Marx ve Engels’in Alman İdeolojisi’nde ifade ettiği üzere, “Egemen sınıfın düşünceleri, bütün çağlarda, egemen düşüncelerdir, başka bir deyişle, toplumun egemen maddi gücü olan sınıf, aynı zamanda egemen zihinsel güçtür.”1 Bu tespit bize, resmi tarih anlatımının nasıl şekillendiği ve hangi sınıfın çıkarlarını yansıttığı konusunda düşünmek üzerine bir başlangıç noktası sağlar.

Bu başlangıç noktasının fark edilmesine vesile olan kırılma anı değişkenlik gösterebilir. Benim için bu an, Hrant Dink’in öldürülmesi üzerine yazılıp çizilenleri, kamuoyunda yapılan tartışmaları sorgulamamla, yazdığı yazılar ve verdiği demeçlerin, bağlamından koparılarak bambaşka anlamlarla sunulduğunu fark etmemle birlikte başladı.

Böyle kırılma anları, pek çok şeyin sorgulanmaya başladığı bir dönemi beraberinde getirir. Bize öğretilenlerin ne kadarı doğru? Milli mitlerle çevrelenmiş anlatılar gerçeği ne kadar yansıtıyor? Ne kadarı eksiltilmiş? Ne kadarını sorgulamamıza izin var? Kutsallaştırılmış fikirlerin ve kişilerin etrafında şekillenen tarihi sorgulamak kolay değil, evet. Pek çok dirençle karşılaşmanıza neden olur. Ancak bir kere ezilenlerin hikayesiyle karşılaştıktan sonra, bu çığlığı duymazdan gelmek de kolay değildir. Anlatılanların ardını görebilmek için, ezilenlerin hikayesine kulak vermek gerekiyor. Ve tarih, tam olarak o noktada, sizin için yeniden yazılmaya başlıyor.

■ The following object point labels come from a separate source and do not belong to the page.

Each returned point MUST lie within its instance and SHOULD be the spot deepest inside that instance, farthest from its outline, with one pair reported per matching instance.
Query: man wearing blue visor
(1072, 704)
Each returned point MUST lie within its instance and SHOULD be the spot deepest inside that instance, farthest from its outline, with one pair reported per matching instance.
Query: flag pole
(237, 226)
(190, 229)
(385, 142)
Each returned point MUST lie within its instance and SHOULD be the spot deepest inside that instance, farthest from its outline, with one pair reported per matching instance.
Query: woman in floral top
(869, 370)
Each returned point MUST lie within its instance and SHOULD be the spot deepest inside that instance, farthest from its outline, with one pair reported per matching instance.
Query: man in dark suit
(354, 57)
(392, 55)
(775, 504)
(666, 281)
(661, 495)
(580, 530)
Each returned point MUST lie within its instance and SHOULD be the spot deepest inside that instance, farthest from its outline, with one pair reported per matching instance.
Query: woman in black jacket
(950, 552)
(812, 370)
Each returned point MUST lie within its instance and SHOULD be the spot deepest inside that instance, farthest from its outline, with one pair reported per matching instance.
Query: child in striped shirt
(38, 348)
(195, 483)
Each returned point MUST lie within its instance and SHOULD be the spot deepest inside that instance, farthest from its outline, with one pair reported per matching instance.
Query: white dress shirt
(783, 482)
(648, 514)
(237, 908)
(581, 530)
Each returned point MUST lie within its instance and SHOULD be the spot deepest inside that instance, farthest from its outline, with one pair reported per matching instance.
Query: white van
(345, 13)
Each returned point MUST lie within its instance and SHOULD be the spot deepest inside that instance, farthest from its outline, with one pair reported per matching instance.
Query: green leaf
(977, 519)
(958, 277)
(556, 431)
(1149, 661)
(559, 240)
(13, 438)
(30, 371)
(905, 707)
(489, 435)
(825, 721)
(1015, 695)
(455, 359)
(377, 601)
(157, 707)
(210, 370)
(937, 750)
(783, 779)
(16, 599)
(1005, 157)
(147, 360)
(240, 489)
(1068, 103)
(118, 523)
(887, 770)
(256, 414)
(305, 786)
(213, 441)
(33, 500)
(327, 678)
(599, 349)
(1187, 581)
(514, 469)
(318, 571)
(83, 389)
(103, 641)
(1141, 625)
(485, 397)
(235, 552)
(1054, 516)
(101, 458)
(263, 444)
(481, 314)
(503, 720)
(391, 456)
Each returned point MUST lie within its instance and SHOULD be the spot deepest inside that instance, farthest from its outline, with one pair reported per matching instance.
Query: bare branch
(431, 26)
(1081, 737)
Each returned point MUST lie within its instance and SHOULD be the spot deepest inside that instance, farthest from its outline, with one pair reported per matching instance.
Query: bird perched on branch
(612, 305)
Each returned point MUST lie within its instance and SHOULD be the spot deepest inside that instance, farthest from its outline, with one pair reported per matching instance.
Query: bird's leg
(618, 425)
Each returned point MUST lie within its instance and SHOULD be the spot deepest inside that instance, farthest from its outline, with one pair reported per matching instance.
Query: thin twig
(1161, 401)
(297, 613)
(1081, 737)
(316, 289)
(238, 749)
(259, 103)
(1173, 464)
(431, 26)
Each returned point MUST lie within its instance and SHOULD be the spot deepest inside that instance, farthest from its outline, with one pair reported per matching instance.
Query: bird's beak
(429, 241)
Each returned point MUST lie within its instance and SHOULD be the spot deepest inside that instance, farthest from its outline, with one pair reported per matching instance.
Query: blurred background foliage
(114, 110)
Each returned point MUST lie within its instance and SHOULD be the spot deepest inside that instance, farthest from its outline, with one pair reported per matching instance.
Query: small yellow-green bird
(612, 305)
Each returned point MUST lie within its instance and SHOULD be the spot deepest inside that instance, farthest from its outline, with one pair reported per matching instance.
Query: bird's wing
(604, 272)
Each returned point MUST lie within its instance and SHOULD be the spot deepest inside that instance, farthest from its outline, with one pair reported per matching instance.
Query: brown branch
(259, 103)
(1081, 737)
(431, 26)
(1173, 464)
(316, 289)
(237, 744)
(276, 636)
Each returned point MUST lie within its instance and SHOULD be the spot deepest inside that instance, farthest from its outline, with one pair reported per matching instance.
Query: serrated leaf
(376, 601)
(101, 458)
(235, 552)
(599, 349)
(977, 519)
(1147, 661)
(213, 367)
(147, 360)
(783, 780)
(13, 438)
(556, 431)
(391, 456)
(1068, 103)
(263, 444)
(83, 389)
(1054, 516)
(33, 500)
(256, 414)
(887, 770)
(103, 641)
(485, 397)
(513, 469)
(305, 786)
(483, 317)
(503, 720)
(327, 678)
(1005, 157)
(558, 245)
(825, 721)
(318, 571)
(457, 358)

Türkiye Cumhuriyeti tarihine bu perspektifle bakıldığında, farklı bir gerçeklik ortaya çıkıyor. Ulus devlet anlayışı üzerine inşa edilen bu cumhuriyetin, Müslüman Türkler dışında kalan her türlü etnik ve dini kimliği bastırma üzerine kurulduğunu söylemek mümkün. Bunu yaparken de genel olarak “modernleşme” ve “ilerleme” gibi söylemlerle tepeden bir müdahale ile meşrulaştırıldığını görüyoruz. Bize göre tabandan, işçilerin ve geniş kitlelerin birleşerek, var olan sistemi kökünden değiştirmesi anlamına gelen “devrim” tanımının da, egemen bir zümrenin dayatması ile gerçekleştirdiği değişikler için kullanılarak kabul ettirilmeye çalışıldığını belirtmek lazım. Kurucu ideoloji olan Kemalizm, daha ilk adımında sol perspektif ile çelişen pratikleri sebebiyle, sol olarak tanımlamanın zaten zor olduğu bir yerden başlamış oluyor.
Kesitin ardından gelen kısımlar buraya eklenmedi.